In the mixing bowl add the bread flour, then in separate areas of the bowl add in the quick yeast, salt and sugar. Using your hand or spatula, give all the dry ingredients a good mix. Next add in egg and milk.
Using your hand or spatula, mix until there are no dry bits in the bowl. Once the dough has gathered together, turn it out onto the work surface and start to knead it for 5 - 10 minutes or until the gluten has formed.
Once gluten has formed, spread the dough and add the butter, cover the butter with dough then start to knead it again. It will become sticky and spread on the work surface. Use the bread cutter to gather the dough and continue to knead it for around 5 - 10 minutes or until it becomes smooth.
Once the dough becomes smooth, cut a piece of the dough and spread it very thin, if you can see your finger though the dough, and it does not break easily, this means the gluten is ready. Next roll it into a ball and put it into a bowl and cover with wrap or a plastic bag to prevent to dough from drying out. Put it in a warm place to do the first rest for 30 to 60 minutes or until it doubles in size.
Finger test (see notes) to check if the dough has rested enough. If the dough has rested enough, dust some bread flour on the surface, turn it out onto the work surface use your hand gentle push the air out and divide into 4 equal pieces.
Next shape each piece into a small ball, use the outside edge of your hand to roll the dough in the other hand , this should stretch the top and give it a smooth look. Then at the bottom you want to pinch the dough together to seal the ball. Then leave them on the work surface and allow to rest for 15 minutes, cover with wrap or towel.
Dust your work surface with a little flour, spread out each ball and push the air out gently.

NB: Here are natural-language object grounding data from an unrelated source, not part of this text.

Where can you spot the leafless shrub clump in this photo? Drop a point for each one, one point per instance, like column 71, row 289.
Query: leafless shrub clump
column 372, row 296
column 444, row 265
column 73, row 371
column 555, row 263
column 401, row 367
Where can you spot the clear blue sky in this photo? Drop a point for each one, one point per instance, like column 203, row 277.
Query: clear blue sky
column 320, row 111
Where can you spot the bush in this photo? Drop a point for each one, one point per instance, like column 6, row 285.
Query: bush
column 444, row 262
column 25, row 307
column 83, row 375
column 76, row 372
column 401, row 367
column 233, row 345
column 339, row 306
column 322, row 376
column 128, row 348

Then shape it into the balls again. Put the balls on the tray and space them equally, let it rest in a warm place for around 30 to 60 minutes or until it doubles in size. cover with wrap or plastic bag.

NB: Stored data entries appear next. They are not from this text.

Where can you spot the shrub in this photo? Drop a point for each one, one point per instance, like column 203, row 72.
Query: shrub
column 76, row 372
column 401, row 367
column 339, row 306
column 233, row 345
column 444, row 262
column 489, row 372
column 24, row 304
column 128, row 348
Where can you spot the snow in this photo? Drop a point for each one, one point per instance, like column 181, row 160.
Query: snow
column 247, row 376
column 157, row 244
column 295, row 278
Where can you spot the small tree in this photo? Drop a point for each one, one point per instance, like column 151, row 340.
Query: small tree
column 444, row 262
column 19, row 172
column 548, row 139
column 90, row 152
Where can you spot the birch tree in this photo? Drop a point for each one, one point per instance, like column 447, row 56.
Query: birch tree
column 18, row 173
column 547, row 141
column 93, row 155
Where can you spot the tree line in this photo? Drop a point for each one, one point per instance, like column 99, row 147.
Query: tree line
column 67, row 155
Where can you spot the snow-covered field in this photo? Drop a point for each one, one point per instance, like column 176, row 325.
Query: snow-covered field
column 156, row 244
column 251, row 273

Once the dough has doubled in size, egg wash and sprinkle sesame seeds on the top of the bread. Preheat the oven to 210C, then bake in 190C for 13 - 15 minutes or until top of bread is golden brown.
Once you have removed the bread from the oven, give the tray a gentle tap on the work surface. This will allow any extra steam or moisture to escape and stop it being trapped inside.Enjoy your bread.